Create simple but striking arrangements with autumn beauties. A single cattail stalk with its fuzzy brown head and slender green stalk is lovely on its own. Grouped in individual green glass cylinder vases, the cattail stems' simplicity takes on dramatic elegance. Nest the stalks in a base of dried nuts, beans, or stones to echo the brown heads. You also can create a grouping of single stems using ornamental grasses, coneflower seed heads, or dried hydrangea blooms.
When arranged in multiple tiny vessels, two bouquets of store-bought flowers -- miniature orange roses and red and chartreuse chrysanthemums -- have big impact. Divvy up the blooms into mismatched bottles or glasses, accenting them with snips of crabapple berries and grasses. Set the vases on a tray and toss a handful of acorns and nutmeg to play up the season.
Dress up your dining table -- without hindering conversation -- by making a festive, low-profile centerpiece. Cut branches of hypericum berries and chartreuse spider chrysanthemums short enough to just peek over the tops of several glass vases; then arrange them down the center of a long tray. Fill out the rest of the tray with apples, pears, and bunches of elderberries to create an abundant display.
Bored with your fruitful centerpiece? Bedazzle fall apples and pears with jewels and gems for bling that's sure to shine.

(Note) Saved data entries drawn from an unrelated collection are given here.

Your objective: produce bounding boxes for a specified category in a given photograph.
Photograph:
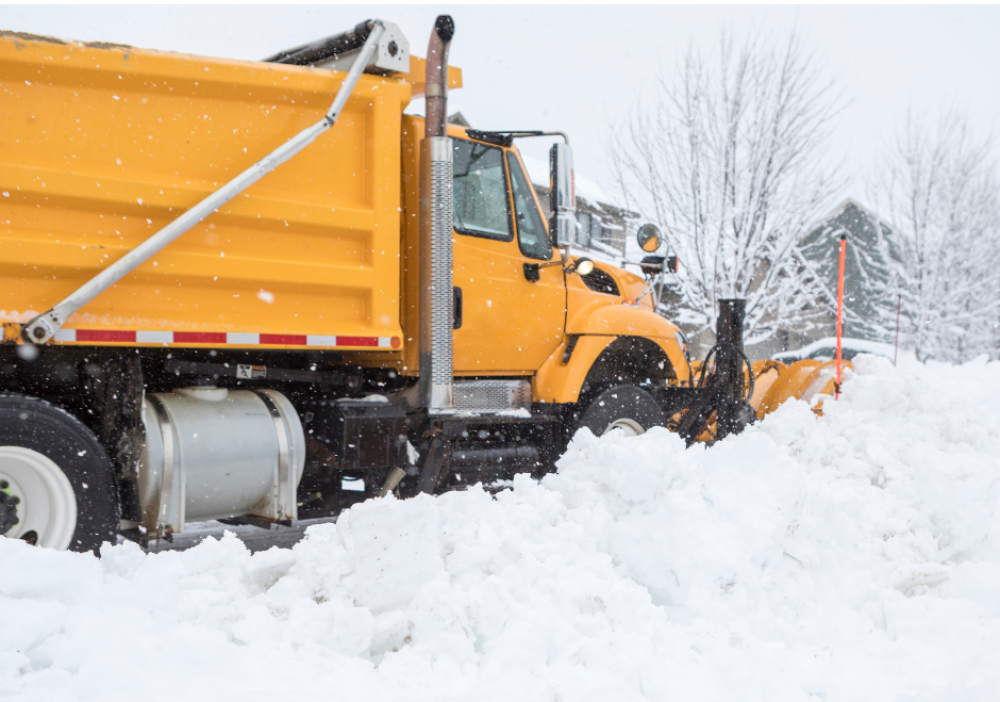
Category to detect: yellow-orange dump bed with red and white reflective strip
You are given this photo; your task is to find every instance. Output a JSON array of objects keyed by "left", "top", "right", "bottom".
[{"left": 0, "top": 33, "right": 414, "bottom": 349}]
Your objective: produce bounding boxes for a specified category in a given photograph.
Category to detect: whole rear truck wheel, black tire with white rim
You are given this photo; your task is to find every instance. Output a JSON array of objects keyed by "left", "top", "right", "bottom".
[{"left": 0, "top": 395, "right": 119, "bottom": 552}]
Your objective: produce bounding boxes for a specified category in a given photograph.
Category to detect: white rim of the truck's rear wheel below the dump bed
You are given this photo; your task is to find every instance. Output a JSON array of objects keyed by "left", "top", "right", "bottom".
[{"left": 0, "top": 446, "right": 76, "bottom": 550}]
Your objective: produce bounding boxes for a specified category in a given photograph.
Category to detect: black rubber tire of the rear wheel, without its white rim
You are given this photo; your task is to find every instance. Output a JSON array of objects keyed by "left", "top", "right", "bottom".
[{"left": 0, "top": 394, "right": 120, "bottom": 553}]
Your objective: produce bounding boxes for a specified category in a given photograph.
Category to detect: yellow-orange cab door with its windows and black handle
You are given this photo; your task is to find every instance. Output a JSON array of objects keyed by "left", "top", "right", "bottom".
[{"left": 453, "top": 139, "right": 566, "bottom": 375}]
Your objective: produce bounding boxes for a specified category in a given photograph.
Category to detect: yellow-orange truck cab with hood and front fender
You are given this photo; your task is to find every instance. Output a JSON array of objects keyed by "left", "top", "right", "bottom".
[{"left": 378, "top": 116, "right": 688, "bottom": 403}]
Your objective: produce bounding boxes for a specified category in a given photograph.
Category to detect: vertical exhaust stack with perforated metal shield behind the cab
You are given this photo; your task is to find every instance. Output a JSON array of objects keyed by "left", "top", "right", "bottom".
[{"left": 419, "top": 15, "right": 455, "bottom": 414}]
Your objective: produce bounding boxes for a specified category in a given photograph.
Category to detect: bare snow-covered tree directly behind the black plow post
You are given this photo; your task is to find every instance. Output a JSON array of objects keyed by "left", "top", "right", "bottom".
[{"left": 610, "top": 35, "right": 842, "bottom": 343}]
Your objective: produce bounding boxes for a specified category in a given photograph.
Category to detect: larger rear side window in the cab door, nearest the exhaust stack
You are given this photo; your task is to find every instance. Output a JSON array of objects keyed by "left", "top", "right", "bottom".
[{"left": 452, "top": 139, "right": 514, "bottom": 241}]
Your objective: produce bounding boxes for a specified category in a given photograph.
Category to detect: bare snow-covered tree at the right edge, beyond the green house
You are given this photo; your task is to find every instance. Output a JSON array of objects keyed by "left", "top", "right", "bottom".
[{"left": 874, "top": 113, "right": 1000, "bottom": 362}]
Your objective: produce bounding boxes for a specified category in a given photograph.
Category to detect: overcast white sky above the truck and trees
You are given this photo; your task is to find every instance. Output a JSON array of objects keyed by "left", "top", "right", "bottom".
[{"left": 0, "top": 4, "right": 1000, "bottom": 209}]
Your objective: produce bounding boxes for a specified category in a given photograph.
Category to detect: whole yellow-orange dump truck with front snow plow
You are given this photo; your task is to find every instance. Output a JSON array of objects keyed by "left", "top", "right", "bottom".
[{"left": 0, "top": 16, "right": 844, "bottom": 551}]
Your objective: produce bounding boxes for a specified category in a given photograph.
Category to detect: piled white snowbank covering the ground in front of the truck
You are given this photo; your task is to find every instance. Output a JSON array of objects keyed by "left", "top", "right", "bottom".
[{"left": 0, "top": 357, "right": 1000, "bottom": 702}]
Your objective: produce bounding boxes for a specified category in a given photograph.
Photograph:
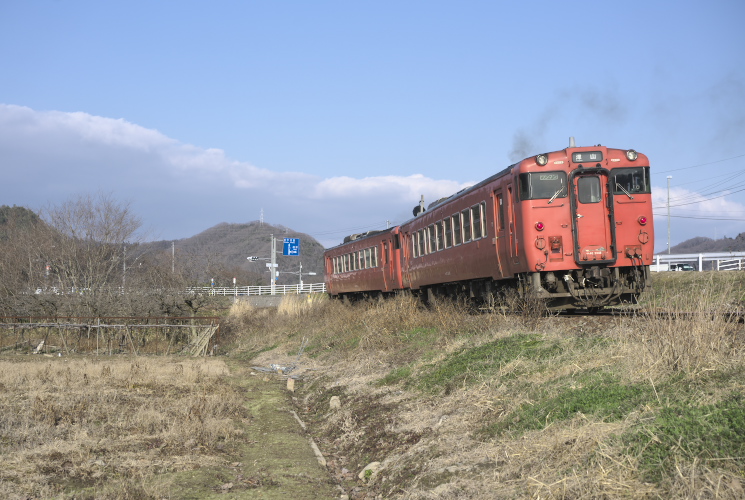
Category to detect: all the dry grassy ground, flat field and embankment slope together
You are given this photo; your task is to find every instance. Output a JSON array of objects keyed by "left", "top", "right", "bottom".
[{"left": 0, "top": 273, "right": 745, "bottom": 499}]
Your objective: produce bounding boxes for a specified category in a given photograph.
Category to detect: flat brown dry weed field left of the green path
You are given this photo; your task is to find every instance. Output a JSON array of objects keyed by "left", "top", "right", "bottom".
[{"left": 0, "top": 357, "right": 248, "bottom": 498}]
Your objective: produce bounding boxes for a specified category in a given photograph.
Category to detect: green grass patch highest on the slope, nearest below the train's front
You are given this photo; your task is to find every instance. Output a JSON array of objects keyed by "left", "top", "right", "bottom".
[{"left": 417, "top": 334, "right": 563, "bottom": 393}]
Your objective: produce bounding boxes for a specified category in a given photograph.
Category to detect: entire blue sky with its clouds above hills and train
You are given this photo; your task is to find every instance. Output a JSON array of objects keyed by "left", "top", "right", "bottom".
[{"left": 0, "top": 0, "right": 745, "bottom": 250}]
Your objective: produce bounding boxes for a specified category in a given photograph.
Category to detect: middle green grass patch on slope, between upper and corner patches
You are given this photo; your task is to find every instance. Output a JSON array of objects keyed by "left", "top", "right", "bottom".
[{"left": 478, "top": 371, "right": 656, "bottom": 437}]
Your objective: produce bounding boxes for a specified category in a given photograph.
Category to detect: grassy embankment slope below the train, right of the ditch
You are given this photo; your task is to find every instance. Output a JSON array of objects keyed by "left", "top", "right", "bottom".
[{"left": 228, "top": 273, "right": 745, "bottom": 498}]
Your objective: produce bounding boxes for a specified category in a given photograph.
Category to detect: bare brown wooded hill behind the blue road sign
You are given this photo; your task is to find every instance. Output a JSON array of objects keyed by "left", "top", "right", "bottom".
[{"left": 138, "top": 221, "right": 324, "bottom": 286}]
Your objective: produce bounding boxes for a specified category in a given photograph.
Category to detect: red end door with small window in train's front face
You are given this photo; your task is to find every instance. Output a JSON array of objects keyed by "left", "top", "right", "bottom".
[{"left": 569, "top": 168, "right": 616, "bottom": 265}]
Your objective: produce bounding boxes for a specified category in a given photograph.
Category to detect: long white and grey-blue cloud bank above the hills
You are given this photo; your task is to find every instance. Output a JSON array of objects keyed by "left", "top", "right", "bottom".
[{"left": 0, "top": 104, "right": 467, "bottom": 244}]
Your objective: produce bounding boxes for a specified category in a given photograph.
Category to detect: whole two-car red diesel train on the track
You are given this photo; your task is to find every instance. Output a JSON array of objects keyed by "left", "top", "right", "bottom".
[{"left": 325, "top": 145, "right": 654, "bottom": 309}]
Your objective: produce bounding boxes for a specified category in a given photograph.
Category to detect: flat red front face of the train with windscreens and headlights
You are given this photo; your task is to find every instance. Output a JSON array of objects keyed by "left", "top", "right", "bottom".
[{"left": 513, "top": 146, "right": 654, "bottom": 309}]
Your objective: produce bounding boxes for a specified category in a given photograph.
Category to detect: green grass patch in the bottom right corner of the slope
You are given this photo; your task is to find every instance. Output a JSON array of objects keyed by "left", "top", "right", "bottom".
[{"left": 621, "top": 394, "right": 745, "bottom": 483}]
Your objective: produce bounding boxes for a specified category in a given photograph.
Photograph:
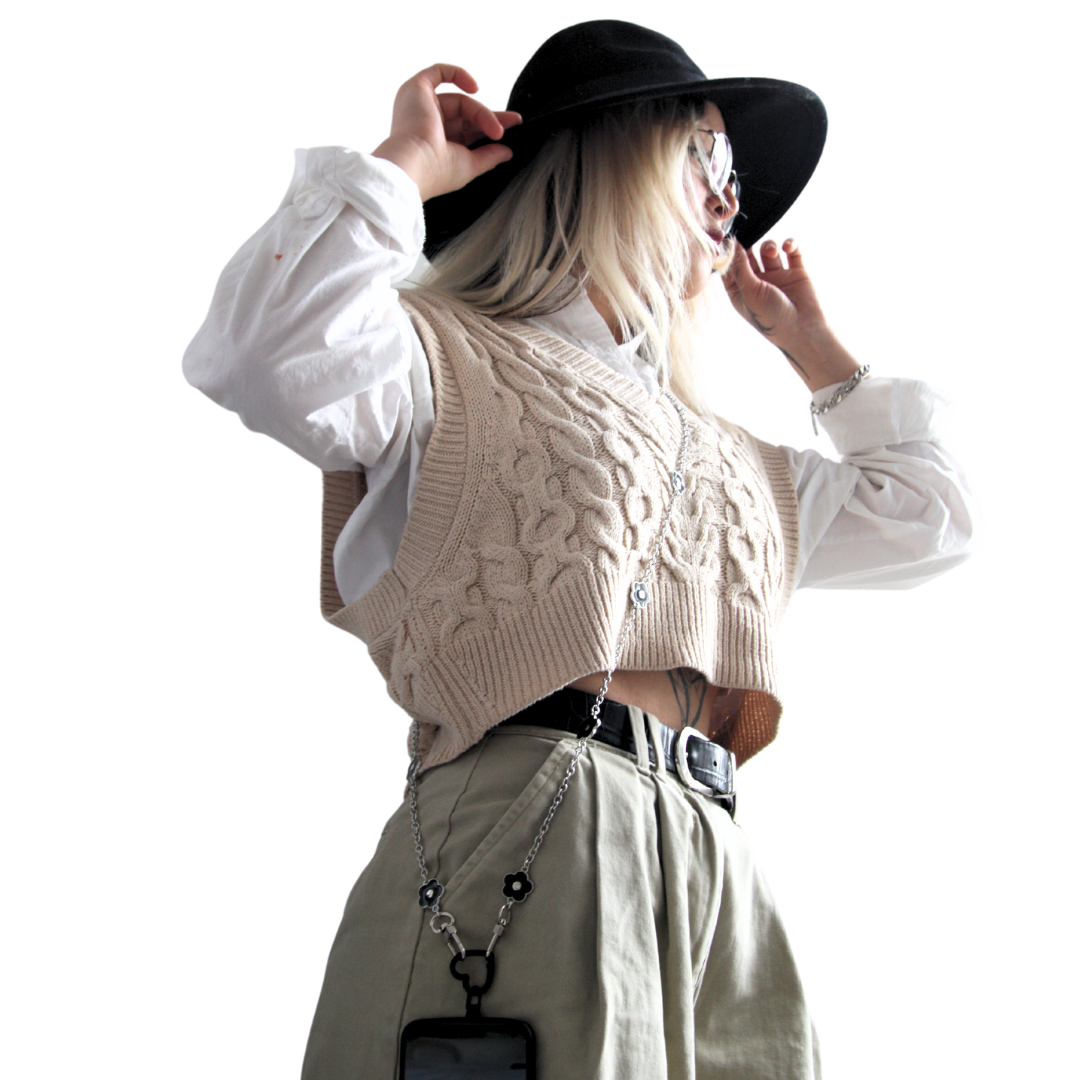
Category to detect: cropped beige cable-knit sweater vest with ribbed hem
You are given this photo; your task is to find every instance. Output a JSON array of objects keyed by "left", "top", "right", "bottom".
[{"left": 323, "top": 291, "right": 798, "bottom": 768}]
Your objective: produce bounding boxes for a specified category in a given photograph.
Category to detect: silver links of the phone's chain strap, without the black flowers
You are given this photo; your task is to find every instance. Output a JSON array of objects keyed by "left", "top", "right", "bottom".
[{"left": 408, "top": 390, "right": 690, "bottom": 956}]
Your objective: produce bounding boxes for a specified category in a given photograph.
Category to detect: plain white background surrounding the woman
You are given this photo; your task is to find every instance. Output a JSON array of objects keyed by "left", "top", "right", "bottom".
[{"left": 0, "top": 0, "right": 1080, "bottom": 1080}]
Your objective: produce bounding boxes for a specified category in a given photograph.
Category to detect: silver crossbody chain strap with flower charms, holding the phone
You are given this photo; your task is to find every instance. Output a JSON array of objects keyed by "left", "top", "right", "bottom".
[{"left": 408, "top": 390, "right": 690, "bottom": 957}]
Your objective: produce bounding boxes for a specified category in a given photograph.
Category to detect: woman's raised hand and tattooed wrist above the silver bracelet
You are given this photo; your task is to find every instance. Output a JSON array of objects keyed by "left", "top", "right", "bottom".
[{"left": 724, "top": 240, "right": 859, "bottom": 391}]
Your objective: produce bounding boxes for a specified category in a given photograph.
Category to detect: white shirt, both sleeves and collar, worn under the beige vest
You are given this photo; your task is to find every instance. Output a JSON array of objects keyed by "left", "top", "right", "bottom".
[{"left": 184, "top": 147, "right": 973, "bottom": 604}]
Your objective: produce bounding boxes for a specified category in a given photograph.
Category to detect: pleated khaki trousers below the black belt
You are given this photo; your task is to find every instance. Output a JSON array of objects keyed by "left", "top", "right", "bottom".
[{"left": 303, "top": 708, "right": 819, "bottom": 1080}]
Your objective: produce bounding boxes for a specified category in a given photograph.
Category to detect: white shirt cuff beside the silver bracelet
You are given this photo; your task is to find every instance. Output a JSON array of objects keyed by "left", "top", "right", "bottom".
[{"left": 813, "top": 378, "right": 948, "bottom": 457}]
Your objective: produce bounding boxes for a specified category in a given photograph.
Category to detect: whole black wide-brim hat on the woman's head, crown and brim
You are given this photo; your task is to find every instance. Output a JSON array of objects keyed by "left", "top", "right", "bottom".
[{"left": 423, "top": 19, "right": 827, "bottom": 258}]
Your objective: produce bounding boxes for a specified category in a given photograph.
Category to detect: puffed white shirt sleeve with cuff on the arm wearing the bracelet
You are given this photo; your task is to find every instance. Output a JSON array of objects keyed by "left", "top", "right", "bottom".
[{"left": 781, "top": 378, "right": 976, "bottom": 589}]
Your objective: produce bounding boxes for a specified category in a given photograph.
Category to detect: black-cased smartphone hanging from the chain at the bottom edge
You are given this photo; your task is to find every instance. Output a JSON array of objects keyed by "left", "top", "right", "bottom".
[{"left": 397, "top": 1016, "right": 537, "bottom": 1080}]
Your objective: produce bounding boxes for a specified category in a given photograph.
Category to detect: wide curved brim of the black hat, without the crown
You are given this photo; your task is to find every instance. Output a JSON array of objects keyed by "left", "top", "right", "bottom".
[{"left": 423, "top": 79, "right": 828, "bottom": 258}]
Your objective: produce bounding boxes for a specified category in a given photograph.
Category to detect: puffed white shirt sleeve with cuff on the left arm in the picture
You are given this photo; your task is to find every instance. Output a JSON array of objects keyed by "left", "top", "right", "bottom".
[{"left": 184, "top": 147, "right": 423, "bottom": 470}]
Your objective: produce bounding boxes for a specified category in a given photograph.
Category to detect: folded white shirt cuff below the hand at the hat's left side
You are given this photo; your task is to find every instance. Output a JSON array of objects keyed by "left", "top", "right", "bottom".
[{"left": 289, "top": 146, "right": 424, "bottom": 257}]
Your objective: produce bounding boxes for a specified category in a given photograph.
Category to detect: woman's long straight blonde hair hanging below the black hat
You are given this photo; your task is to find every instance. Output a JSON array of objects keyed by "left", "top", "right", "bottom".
[{"left": 423, "top": 98, "right": 730, "bottom": 418}]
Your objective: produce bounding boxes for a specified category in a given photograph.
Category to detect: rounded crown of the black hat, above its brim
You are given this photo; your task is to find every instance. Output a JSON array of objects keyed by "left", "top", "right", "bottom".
[{"left": 507, "top": 18, "right": 705, "bottom": 122}]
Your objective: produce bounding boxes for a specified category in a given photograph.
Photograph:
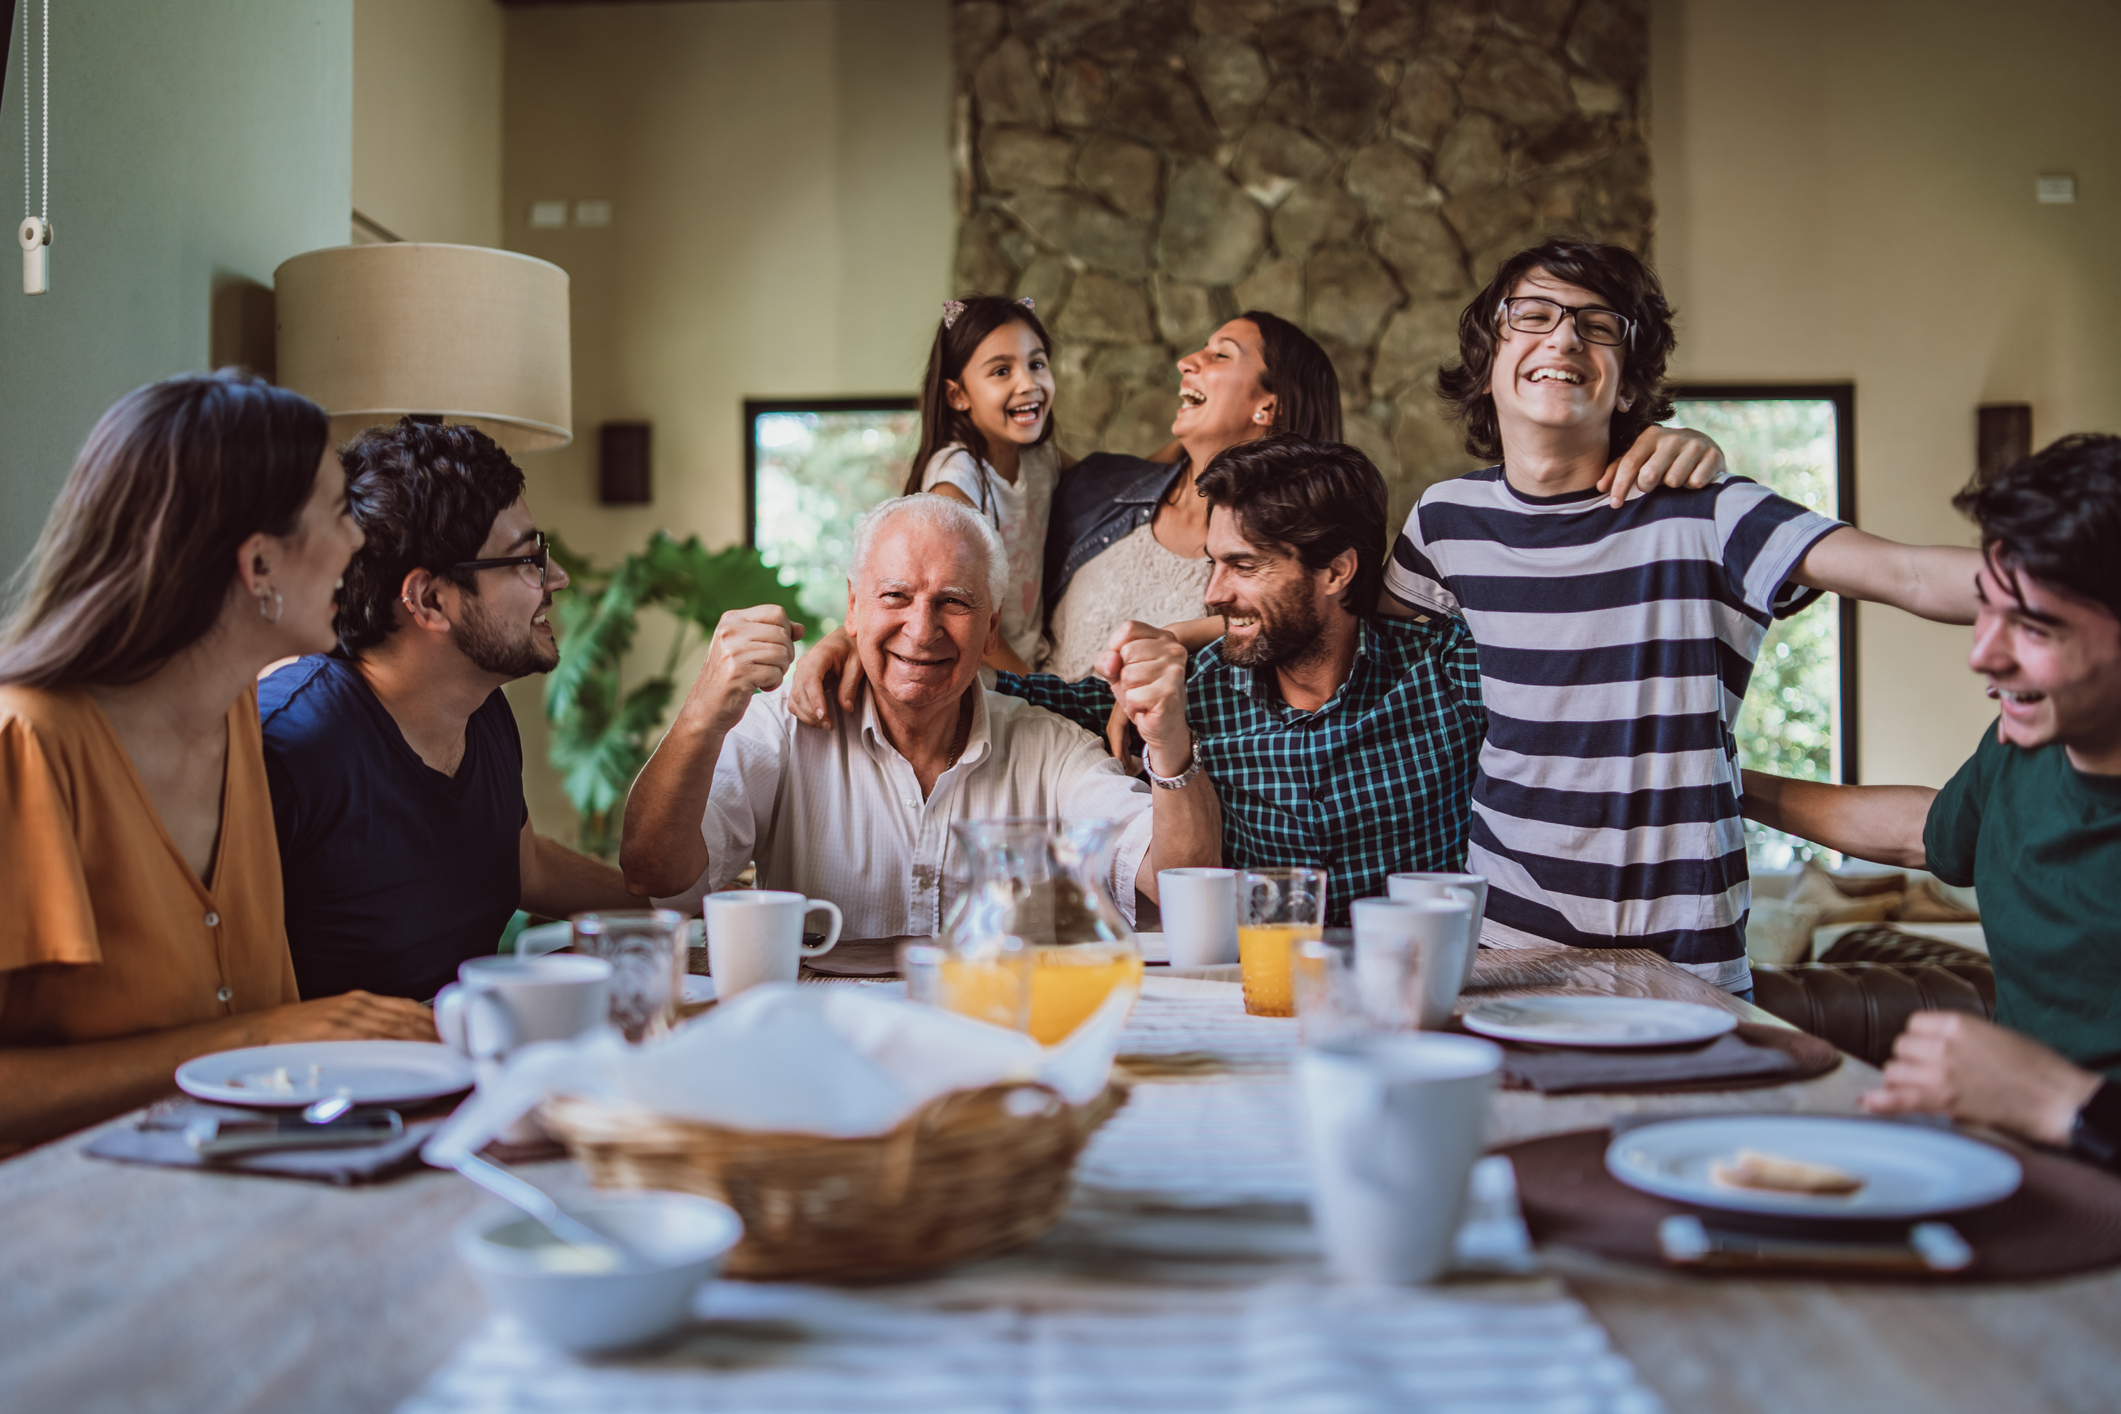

Watch this video for step-by-step directions.
All it takes is a vintage pail and some leaves from Mother Nature to make this fallworthy centerpiece. Place magnolia leaves into a bucket, using florist's foam to keep the arrangement in place. The arrangement works best if you place tall leaves in back and shorter leaves in front.
Editor's Tip: For extra color, tuck a few fresh (or dried) flowers into the pail.
Simple wood candleholders become centerpieceworthy when dressed up with roses and greenery. Soak florist's foam until saturated and gently tape to the top of the candlestick. Insert roses in small groupings, then add hypericum to finish. Candles with a wood pattern play up the natural sophistication of the display.
Editor's Tip: Let the display sit on a towel for a few minutes, as the florist's foam will drip at first.
A touch of copper turns garden-variety grasses into long-lasting, elegant bouquets. Here, a copper pipe coupler holds purple fountain grass, horsetail, and maiden grass in a freestanding display.
Dried beans make an inexpensive yet chic autumn vase filler -- and you'll likely have them in your pantry. For this arrangement, we filled a cylinder glass vase with two inches of white beans and added a branch of yellow berries. You also can use red kidney beans with orange berries.
Small rose bouquets rest beside a linen satchel supporting a branch of fall-color leaves. Before placing it in the linen bag, secure the branch in a planter with florist's foam to help it stay upright. If it's top-heavy, weigh it down with stones or use a smaller branch.